Gold Slides to Three-Week Low as Dollar Strengthens After Fed

October 30, 2014

New York (Oct 30)  Gold fell to a three-week low as a stronger dollar cut demand after the Federal Reserve ended its asset-purchase program because of an improving labor market. China, the biggest bullion buyer, is probing a surge in precious-metals exports.

The Bloomberg Dollar Spot Index rose to the highest since Oct. 6, after climbing the most in three weeks yesterday, when the Fed ended a two-day meeting.

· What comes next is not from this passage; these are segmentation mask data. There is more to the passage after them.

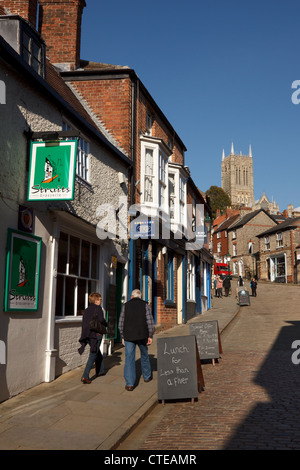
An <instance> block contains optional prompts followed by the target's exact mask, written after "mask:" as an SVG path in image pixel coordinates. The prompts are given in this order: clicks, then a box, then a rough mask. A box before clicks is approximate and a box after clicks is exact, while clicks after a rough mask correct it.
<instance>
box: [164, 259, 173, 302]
mask: <svg viewBox="0 0 300 470" xmlns="http://www.w3.org/2000/svg"><path fill="white" fill-rule="evenodd" d="M173 263H174V258H173V255H172V254H171V253H168V252H167V253H166V254H165V255H164V265H165V266H164V267H165V300H166V302H174V265H173Z"/></svg>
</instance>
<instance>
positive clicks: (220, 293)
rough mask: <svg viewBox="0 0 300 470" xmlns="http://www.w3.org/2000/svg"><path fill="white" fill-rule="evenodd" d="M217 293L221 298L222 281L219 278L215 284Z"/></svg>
mask: <svg viewBox="0 0 300 470" xmlns="http://www.w3.org/2000/svg"><path fill="white" fill-rule="evenodd" d="M217 292H218V297H223V280H222V278H221V277H219V279H218V282H217Z"/></svg>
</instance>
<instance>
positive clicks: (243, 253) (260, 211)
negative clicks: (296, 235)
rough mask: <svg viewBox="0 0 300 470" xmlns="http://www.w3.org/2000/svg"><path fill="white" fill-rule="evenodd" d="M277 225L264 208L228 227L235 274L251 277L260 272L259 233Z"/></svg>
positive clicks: (230, 255)
mask: <svg viewBox="0 0 300 470" xmlns="http://www.w3.org/2000/svg"><path fill="white" fill-rule="evenodd" d="M276 225H277V222H276V220H275V219H274V218H273V217H272V216H271V215H269V214H268V213H267V212H265V211H264V210H263V209H259V210H257V211H253V212H249V213H246V215H244V216H243V217H241V218H240V219H239V220H238V221H236V222H235V223H234V224H232V225H231V226H230V227H229V229H228V247H229V253H230V257H231V266H232V272H233V274H236V275H239V276H242V277H247V278H250V277H252V276H257V275H258V273H259V267H258V263H259V243H258V238H257V235H259V234H260V233H262V231H264V230H267V229H269V228H272V227H274V226H276Z"/></svg>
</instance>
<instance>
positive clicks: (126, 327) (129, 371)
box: [119, 289, 154, 392]
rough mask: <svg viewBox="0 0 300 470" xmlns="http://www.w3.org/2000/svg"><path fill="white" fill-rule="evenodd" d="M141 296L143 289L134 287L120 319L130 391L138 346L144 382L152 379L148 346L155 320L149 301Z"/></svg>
mask: <svg viewBox="0 0 300 470" xmlns="http://www.w3.org/2000/svg"><path fill="white" fill-rule="evenodd" d="M141 297H142V293H141V291H140V290H139V289H134V290H133V291H132V293H131V299H130V300H129V301H128V302H126V303H125V304H124V305H123V306H122V309H121V314H120V319H119V330H120V334H121V337H122V344H123V345H124V346H125V364H124V379H125V384H126V385H125V389H126V390H128V391H129V392H131V391H132V390H133V389H134V386H135V381H136V366H135V351H136V346H138V347H139V349H140V354H141V368H142V375H143V377H144V382H150V380H152V371H151V364H150V359H149V355H148V346H149V345H150V344H151V343H152V338H153V334H154V322H153V316H152V312H151V309H150V307H149V305H148V303H147V302H145V301H144V300H142V298H141Z"/></svg>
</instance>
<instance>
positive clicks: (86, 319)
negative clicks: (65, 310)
mask: <svg viewBox="0 0 300 470" xmlns="http://www.w3.org/2000/svg"><path fill="white" fill-rule="evenodd" d="M101 300H102V298H101V295H100V294H98V293H96V292H93V293H92V294H90V295H89V302H90V305H89V306H88V308H86V309H85V311H84V312H83V318H82V330H81V337H80V339H79V342H80V344H81V346H80V348H79V349H78V352H79V354H82V353H83V351H84V349H85V347H86V345H87V344H89V345H90V354H89V358H88V360H87V363H86V366H85V369H84V372H83V374H82V377H81V382H83V383H85V384H90V383H91V379H90V377H89V376H90V370H91V368H92V367H93V364H94V363H95V367H96V375H97V376H100V375H104V366H103V356H102V354H101V351H100V344H101V341H102V334H100V333H97V332H96V331H92V330H91V329H90V322H91V320H92V319H93V317H94V314H95V313H96V312H97V313H98V320H99V321H100V323H102V325H104V326H107V323H106V321H105V319H104V315H103V310H102V307H101Z"/></svg>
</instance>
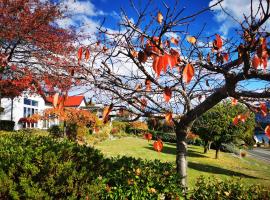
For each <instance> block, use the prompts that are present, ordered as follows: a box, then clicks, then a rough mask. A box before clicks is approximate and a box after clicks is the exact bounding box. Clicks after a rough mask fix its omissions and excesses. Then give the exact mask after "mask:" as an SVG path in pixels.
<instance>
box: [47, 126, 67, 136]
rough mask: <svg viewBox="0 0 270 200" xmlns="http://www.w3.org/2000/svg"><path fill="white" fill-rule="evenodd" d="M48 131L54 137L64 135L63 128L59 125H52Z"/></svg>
mask: <svg viewBox="0 0 270 200" xmlns="http://www.w3.org/2000/svg"><path fill="white" fill-rule="evenodd" d="M48 132H49V133H50V134H51V135H52V136H53V137H62V136H63V131H62V130H61V128H60V126H58V125H52V126H51V127H50V128H49V129H48Z"/></svg>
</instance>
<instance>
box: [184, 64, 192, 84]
mask: <svg viewBox="0 0 270 200" xmlns="http://www.w3.org/2000/svg"><path fill="white" fill-rule="evenodd" d="M193 76H194V68H193V66H192V64H187V65H186V66H185V68H184V71H183V80H184V81H185V82H186V83H187V84H189V83H190V81H191V79H192V78H193Z"/></svg>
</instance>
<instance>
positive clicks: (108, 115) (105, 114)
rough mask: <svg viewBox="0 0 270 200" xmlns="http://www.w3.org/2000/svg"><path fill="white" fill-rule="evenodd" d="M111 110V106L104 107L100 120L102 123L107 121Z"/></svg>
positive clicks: (107, 121) (110, 111)
mask: <svg viewBox="0 0 270 200" xmlns="http://www.w3.org/2000/svg"><path fill="white" fill-rule="evenodd" d="M112 108H113V104H110V105H109V106H106V107H105V108H104V110H103V115H102V119H103V123H104V124H105V123H107V122H108V120H109V114H110V112H111V111H112Z"/></svg>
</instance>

China sent investigators to the southern province of Guangdong to look into precious-metals shipments that rose to about $10.8 billion in September from $1.39 billion a year earlier, as the government intensifies scrutiny of irregularities in the country’s trade figures.

Fed officials, voting to proceed with plans to end monthly bond-buying, dismissed recent turmoil in global financial markets and focused on employment gains. Rising interest rates reduce gold’s allure because the metal generally offers investors returns only through price gains, while a stronger dollar typically cuts demand for a store of value.

“Quantitative easing ends in the U.S., with the FOMC appearing more positive on the economic outlook,” Daniel Hynes, Sydney-based senior commodity strategist at Australia & New Zealand Banking Group Ltd., wrote in a note today. “This elicited a strong rally in the dollar and selling in gold. Movement in the dollar over the next few days could set the tone for commodities into the year end.”

Gold for December delivery fell 1.7 percent to $1,203.80 an ounce by 7:30 a.m. on the Comex in New York. It reached $1,201.10 today, the lowest since Oct. 6, the day prices set this year’s low. Bullion for immediate delivery lost 0.6 percent to $1,204.34 in London, according to Bloomberg generic pricing.

Trading Volume

Futures trading volume was 57 percent above the average for the past 100 days for this time of day, data compiled by Bloomberg show.

The Chinese team includes staff from the Ministry of Commerce and General Administration of Customs, said people familiar with the matter who asked not to be identified because the information hasn’t been made public. The probe comes after China uncovered almost $10 billion in fraudulent trade nationwide as part of an investigation begun in April last year and disclosed in June 94.4 billion yuan ($15.2 billion) of loans backed by falsified gold transactions.

Bullion slid 28 percent last year and investors dumped metal from gold-backed exchange-traded products on expectations for reduced U.S. stimulus as the economy improves. ETP holdings fell 2.6 metric tons yesterday to 1,649.5 tons, remaining at a five-year low, data compiled by Bloomberg show.

The Fed statement was “more hawkish than what the market was expecting,” Edward Meir, an analyst at INTL FCStone Inc., wrote in a note. “The Fed will be inclined to raise rates sooner rather than later.”

Silver for delivery in December dropped 2.8 percent to $16.785 an ounce in New York, after reaching $16.77, the lowest since Oct. 6. Palladium for delivery the same month fell 1.5 percent to $788.55 an ounce. Platinum for January delivery declined 1.3 percent to $1,253.20 an ounce.